OpenGL 4.0 GPU Draw Feature?

2019-05-27 01:43发布

问题:

In Wikipedia and other sources' description of OpenGL 4.0 I read about this feature:

Drawing of data generated by OpenGL or external APIs such as OpenCL, without CPU intervention.

What is this referring to?

Edit:

Seems like this must be referring to Draw_Indirect which I believe somehow extends the draw phase to include feedback from shader programs or programs from interop (OpenCL/CUDA basically) It looks as if there are a few caveats and tricks to getting the calls to keep staying on the GPU for any extended amount of time past the second run but it should be possible.

If anyone can provide any more info on using draw commands without CPU or can describe draw indirect better, please feel free to do so. It will be greatly appreciated.

回答1:

I believe that you may be refering to GL_ARB_draw_indirect functionality that allows OpenGL to source the DrawArrays or DrawElements parameters from a GPU buffer object, that can be filled by OpenGL or OpenCL.

If I'm not mistaken, it's included in core OpenGL 4.



回答2:

I haven't figured out how particularly OpenGL 4.0 makes this feature work, since it has existed before as well as far as I have understood. I'm not sure if this answers your question, but I'll tell what I know about the subject anyway.

It refers to a situation where some other library than OpenGL, such as OpenCL or CUDA, produces some data directly into the memory of the graphics card, and then OpenGL continues from where the other library left, and uses that data as

  • pixel buffer object (PBO) when they want to draw the data to the screen as it is
  • texture when they want to use the graphics data as a part of some other scene
  • vertex buffer object (VBO) when they want to use the produced data as some arbitrary attribute input for vertex shader. (one example of this might be a particle system which is simulated with CUDA and rendered with OpenGL)

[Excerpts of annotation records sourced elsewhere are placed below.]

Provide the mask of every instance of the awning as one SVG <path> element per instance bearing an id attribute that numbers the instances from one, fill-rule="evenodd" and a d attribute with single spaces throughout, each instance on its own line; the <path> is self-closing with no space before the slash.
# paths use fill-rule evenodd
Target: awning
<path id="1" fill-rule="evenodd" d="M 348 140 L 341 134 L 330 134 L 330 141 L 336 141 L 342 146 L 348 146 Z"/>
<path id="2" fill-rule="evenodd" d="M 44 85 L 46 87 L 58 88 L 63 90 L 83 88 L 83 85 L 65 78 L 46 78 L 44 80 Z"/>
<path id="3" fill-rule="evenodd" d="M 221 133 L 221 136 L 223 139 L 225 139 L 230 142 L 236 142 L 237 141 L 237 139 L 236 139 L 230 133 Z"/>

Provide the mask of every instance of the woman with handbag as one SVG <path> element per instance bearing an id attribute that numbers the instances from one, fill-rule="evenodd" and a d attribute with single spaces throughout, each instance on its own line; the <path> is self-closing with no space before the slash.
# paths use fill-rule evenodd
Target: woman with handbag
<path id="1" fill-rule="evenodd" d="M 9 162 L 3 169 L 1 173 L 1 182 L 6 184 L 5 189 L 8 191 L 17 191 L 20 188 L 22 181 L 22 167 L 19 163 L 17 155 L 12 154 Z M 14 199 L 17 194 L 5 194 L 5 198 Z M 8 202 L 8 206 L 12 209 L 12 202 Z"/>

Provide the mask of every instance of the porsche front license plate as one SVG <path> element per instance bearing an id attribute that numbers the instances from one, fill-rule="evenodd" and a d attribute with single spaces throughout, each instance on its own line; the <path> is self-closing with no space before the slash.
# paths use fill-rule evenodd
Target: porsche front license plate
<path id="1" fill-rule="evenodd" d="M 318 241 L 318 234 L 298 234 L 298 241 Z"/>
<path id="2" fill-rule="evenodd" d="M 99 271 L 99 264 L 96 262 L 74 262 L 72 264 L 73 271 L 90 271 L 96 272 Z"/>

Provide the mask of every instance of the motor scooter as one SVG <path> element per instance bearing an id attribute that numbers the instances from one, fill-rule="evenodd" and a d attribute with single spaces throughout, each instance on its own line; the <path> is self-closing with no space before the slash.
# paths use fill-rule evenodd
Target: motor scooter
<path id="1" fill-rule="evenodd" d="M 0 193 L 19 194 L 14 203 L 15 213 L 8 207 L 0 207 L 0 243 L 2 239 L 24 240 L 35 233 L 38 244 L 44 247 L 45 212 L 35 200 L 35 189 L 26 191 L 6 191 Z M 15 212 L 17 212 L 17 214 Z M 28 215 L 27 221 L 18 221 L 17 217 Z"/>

In a situation like this, it's a very good idea to keep the data in the graphics card all the time and not copy it around, especially not copy it through CPU, because the PCIe bus is very slow when compared to the memory bus of the graphics card.

Here's some sample code to do the trick with CUDA and OpenGL for VBOs and PBOs:

// in the beginning
glGenBuffers(&id, 1);

// for every frame
cudaGLRegisterBufferObject(id);
CUdeviceptr ptr;
cudaGLMapBufferObject(&ptr, id);
// <launch kernel here>
cudaGLUnmapBufferObject(id);
// <now use the buffer "id" with OpenGL>
cudaGLUnregisterBufferObject(id);

And here's how you can load the data into a texture:

glBindBuffer(GL_PIXEL_UNPACK_BUFFER, id);
glBindTexture(GL_TEXTURE_2D, your_tex_id);
glTexSubImage2D(GL_TEXTURE_2D, 0, 0, 0, 256, 256, GL_RGBA, GL_UNSIGNED_BYTE, 0);

Also note that if you use some more unusual format instead of GL_RGBA it might be slower because it has to convert all the values.

I don't know OpenCL but the idea is the same. Only function names are different.

Another way to do the same thing is what is called host pinned memory. In that approach you map some CPU memory address range to the graphics card memory.



回答3:

To understand what this feature is, you must understand how things worked before.

Pre 4.0, OpenCL could fill OpenGL buffer objects with data. Indeed, regular OpenGL commands could fill OpenGL buffer objects with data, either with transform feedback or by rendering to a buffer texture. This data could be vertex data to be used for rendering.

Only the CPU can initiate the rendering of vertex data (by calling one of the glDraw* functions. Even so, there isn't a need for explicit synchronization here (outside of whatever OpenCL/OpenGL interop requires). Specifically, the CPU doesn't have to read data written by GPU operations.

But this leads to a problem. If OpenCL, or whatever GPU operation, always writes a known number of vertices to the buffer, then everything is fine. However, this does not have to be the case. It is often desirable for a GPU process to write an arbitrary number of vertices. Obviously there needs to be a maximum limit (the size of the buffer). But other than that, you want it to be able to write whatever it wants.

The problem is that OpenCL decided how many to write. But the CPU now needs that number in order to use one of the glDraw functions. If OpenCL wrote 22,000 vertices, then the CPU needs to pass 22,000 to glDrawArrays.

What ARB_draw_indirect (a core feature of GL 4.0) does is allow a GPU process to write values into a buffer object that represent the parameters you would pass to a glDraw* function. The only parameter not covered by this is the primitive type.

Note that the CPU still controls when the rendering happens. The CPU still decides what buffers vertex data are pulled from. So OpenCL can write several of these glDraw* commands, but until the CPU actually calls glDrawElementsIndirect for one of them, nothing actually gets rendered.

So what you can do is run an OpenCL process that will write some data to existing buffer objects. Then you bind those buffers using usual vertex setup, like with a VAO. The OpenCL process will write the appropriate rendering command data to other buffer objects, that you will bind as indirect buffers. And then you use glDraw*Indirect to render these commands.

At no time does the CPU have to read data back from the GPU.